Luplow talks about a change of mentality as the main reason for this newfound success, while also praising the work of hitting coaches Ty Van Burkleo and assistant Victor Rodriguez. “Mentality” is a hard thing to measure, so let’s try to find what other aspect has changed for him. For that, let’s look at some important stats and their year-to-year changes:
A great number of good things are happening for him this year: a higher Exit Velocity, Barrel%, and Hard-Hit rate, for example. But the tangible result of his mindset change is that he is swinging a lot fewer balls out of the strike zone, to the lowest levels of his career. This could mean that he is more selective and is avoiding falling for pitches that could potentially end in weak contact or worse, in a whiff. And as he has been especially vulnerable against RHP, if this better selection is applied in those circumstances, he can be more effective when he actually swings.
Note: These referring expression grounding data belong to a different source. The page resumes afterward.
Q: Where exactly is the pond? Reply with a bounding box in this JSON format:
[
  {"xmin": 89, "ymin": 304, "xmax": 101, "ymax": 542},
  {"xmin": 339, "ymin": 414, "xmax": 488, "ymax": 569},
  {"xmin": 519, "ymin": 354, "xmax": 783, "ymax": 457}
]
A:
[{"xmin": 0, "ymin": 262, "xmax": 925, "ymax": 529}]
The other two important aspects for this season are that, first, Luplow is pulling the ball at the lowest rate ever at 38.5%. Hitting the ball to all fields is a trait normally seen in contact hitters, allowing for more balls in play. Second, Luplow’s ground ball rate is also at its lowest, meaning that whenever he makes contact he is maximizing the chances of getting good connections.
A Look Ahead
Looking at the future, it’s interesting that his BABIP at .152 is far from his career .251, which points to a possible positive regression on the batting average; increasing contact while keeping his better pitch selection will be very good for him as he will be able to use the raw power he possesses, as his Dynamic Hard-Hit rate, DHH%, of 30.56% is top 30 in the league for qualified hitters, plus his Q (DHH%/Sd[LA]) is also top 50 in MLB, which profiles him as a good power hitter.
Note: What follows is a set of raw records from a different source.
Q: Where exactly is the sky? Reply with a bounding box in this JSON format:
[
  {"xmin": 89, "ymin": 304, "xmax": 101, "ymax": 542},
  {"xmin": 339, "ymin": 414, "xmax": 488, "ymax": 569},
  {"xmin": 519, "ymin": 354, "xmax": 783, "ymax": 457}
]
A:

ATC had Luplow for a .241 BA, 31 runs, 10 HR, 30 runs batted in, and 2 stolen bases before the beginning of the year but, of course, this did not take into account the changes he’s made so far, Steamer has him for a triple slash of .238/.332/.433, 45-15-50 and 6 SB rest of season; I believe that a .260/.350/.450, 75-25-80, and a 10 SB line is achievable, which works great for a free outfield pick.
His difficulty to bat against right-handed pitchers was the obstacle for him getting playing time; but, for the moment being, he has earned the opportunity to have a full-time presence in Cleveland’s lineup and this should stay that way as long as this kind of performance continues.